LONDON (Reuters) – Britain’s official labour market statistics may be failing to count almost 1 million people who are in work, complicating the Bank of England’s task of deciding how quickly to cut interest rates, a think tank said on Wednesday.

The Resolution Foundation said the official methodology – which is being overhauled – might also be overestimating the number of workers who have dropped out of the jobs market.

The BoE has cut rates by half a percentage point since August, less than the European Central Bank and the U.S. Federal Reserve, largely because of its worries about inflation pressures in the job market.

“Official statistics have misrepresented what has happened in the UK labour market since the pandemic, and left policymakers in the dark by painting an overly pessimistic picture of our labour market,” Adam Corlett, principal economist at the Resolution Foundation, said.

The Office for National Statistics, like agencies in other countries, has struggled to get responses to its surveys since the COVID pandemic.

BoE Governor Andrew Bailey has lamented the state of the official data, saying last week it was “a substantial problem”.

The Resolution Foundation said the ONS appeared to be underestimating growth in the number of people in work since 2019 by 930,000.

The think tank used data from the tax office, self-employment figures and new population data to make its estimate which closely tracked official employment numbers until 2020. Since then it has diverged sharply.
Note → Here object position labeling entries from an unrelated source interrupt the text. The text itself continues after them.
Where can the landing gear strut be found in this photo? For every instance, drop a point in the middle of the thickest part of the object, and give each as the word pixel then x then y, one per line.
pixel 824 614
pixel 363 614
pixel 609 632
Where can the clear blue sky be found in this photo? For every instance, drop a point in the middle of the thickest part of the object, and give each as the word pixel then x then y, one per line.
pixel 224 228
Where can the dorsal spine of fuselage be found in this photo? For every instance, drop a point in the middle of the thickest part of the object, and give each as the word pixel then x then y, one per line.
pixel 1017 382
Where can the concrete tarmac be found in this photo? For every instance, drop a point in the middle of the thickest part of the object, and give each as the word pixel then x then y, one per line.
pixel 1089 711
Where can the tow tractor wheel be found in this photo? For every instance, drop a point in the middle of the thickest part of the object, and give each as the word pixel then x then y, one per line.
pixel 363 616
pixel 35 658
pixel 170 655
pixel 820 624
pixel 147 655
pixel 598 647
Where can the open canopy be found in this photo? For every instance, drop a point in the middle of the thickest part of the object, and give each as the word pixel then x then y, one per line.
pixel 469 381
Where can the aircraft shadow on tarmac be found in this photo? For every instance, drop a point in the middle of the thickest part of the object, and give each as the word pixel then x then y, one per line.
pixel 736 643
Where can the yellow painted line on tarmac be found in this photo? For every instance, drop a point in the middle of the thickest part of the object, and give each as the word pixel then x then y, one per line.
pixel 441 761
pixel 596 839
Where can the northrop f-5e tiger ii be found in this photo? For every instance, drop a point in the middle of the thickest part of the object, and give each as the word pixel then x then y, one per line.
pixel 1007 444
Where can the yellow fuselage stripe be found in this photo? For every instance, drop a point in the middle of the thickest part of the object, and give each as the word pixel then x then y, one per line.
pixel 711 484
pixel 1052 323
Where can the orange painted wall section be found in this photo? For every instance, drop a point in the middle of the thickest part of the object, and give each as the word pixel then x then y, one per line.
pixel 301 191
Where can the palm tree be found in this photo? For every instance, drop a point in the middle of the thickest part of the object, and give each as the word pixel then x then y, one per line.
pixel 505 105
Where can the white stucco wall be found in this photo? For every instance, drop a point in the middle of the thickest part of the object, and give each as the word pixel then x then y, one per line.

Corlett said the employment rate, using the foundation’s approach, probably rose to its pre-pandemic peak in 2023 before edging down in 2024 to broadly the same level as in 2019.

The official data suggests the employment rate is lower than it was in 2019, which is at odds with high vacancy rates and strong wage growth, he said.

Prime Minister Keir Starmer is aiming to get the employment rate up to 80%, up from the official estimate of 74.8% now.

“The government faces a significant challenge in aiming to raise employment, even if the rate is higher than previously thought,” Corlett said. “But crafting good policy is made harder still if the UK does not have reliable employment statistics.”